My first thought this morning wasn’t the usual “Mornin’ Jesus!”. Something was off. Something was wrong. It continued until mid-morning. I was feeling the familiar grip of depression wrap around me. I woke up feeling despondant. It continued until after arriving at work. Part of the way through the monring I found a pause, so I asked Him what was going on. It had been a considerable amount of time since these feelings were creeping around.
Over the last couple of days I’ve been not wanting to take care of myself, my music taste had changed back to my “B.C.” flavor. Over-all things were becoming gloomy again, like high school gloomy. After arriving at work for the day the gloom continued as it was raining outside. The baby was congested and warm; screaming at me for comfort. I got to a break in my morning and got a chance to sit with Jesus for a bit. Forces were starting to work on me. He told me what to pray, so I did. A little while later “Cast your Cares” came to mind and the sun came out.

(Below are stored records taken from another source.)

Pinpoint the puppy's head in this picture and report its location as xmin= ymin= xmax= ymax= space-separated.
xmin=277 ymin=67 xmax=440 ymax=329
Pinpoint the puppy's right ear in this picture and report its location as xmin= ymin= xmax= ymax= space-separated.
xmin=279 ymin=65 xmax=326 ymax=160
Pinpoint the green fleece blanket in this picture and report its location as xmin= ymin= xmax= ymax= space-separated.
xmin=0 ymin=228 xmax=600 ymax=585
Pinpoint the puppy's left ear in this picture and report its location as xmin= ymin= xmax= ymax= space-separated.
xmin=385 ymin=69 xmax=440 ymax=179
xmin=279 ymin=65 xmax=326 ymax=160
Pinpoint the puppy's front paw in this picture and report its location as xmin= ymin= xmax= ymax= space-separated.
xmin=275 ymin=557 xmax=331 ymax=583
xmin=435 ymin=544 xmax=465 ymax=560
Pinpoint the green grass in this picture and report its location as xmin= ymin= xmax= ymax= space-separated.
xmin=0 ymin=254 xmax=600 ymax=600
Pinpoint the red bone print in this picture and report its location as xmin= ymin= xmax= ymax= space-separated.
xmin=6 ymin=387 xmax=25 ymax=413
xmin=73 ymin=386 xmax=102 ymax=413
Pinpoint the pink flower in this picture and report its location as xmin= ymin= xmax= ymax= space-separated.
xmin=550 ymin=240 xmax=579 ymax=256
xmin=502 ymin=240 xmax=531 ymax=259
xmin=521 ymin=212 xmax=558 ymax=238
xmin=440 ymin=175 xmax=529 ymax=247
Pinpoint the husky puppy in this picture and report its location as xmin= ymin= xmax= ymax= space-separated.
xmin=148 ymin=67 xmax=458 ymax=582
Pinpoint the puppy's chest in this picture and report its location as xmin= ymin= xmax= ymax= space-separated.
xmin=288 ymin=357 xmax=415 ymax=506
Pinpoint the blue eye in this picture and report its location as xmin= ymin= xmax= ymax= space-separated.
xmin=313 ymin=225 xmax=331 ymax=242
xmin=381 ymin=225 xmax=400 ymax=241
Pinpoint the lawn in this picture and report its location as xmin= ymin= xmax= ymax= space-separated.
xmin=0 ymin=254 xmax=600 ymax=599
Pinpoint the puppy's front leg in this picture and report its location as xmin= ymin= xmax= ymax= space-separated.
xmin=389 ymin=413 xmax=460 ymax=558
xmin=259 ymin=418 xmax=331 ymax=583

The day got brighter, I got lighter. The baby got better (she did have some ibuprofen too, but it should be worn off by now.) She’s not screaming, but playing and not coughing. Smiling. The clouds are coming back around, the weather app said they would, but it’s not affecting my mood like this morning.
It’s Intreguing how the one to shift your focus to when the day is rough can seem so far away when just the thought of His name gets his attention.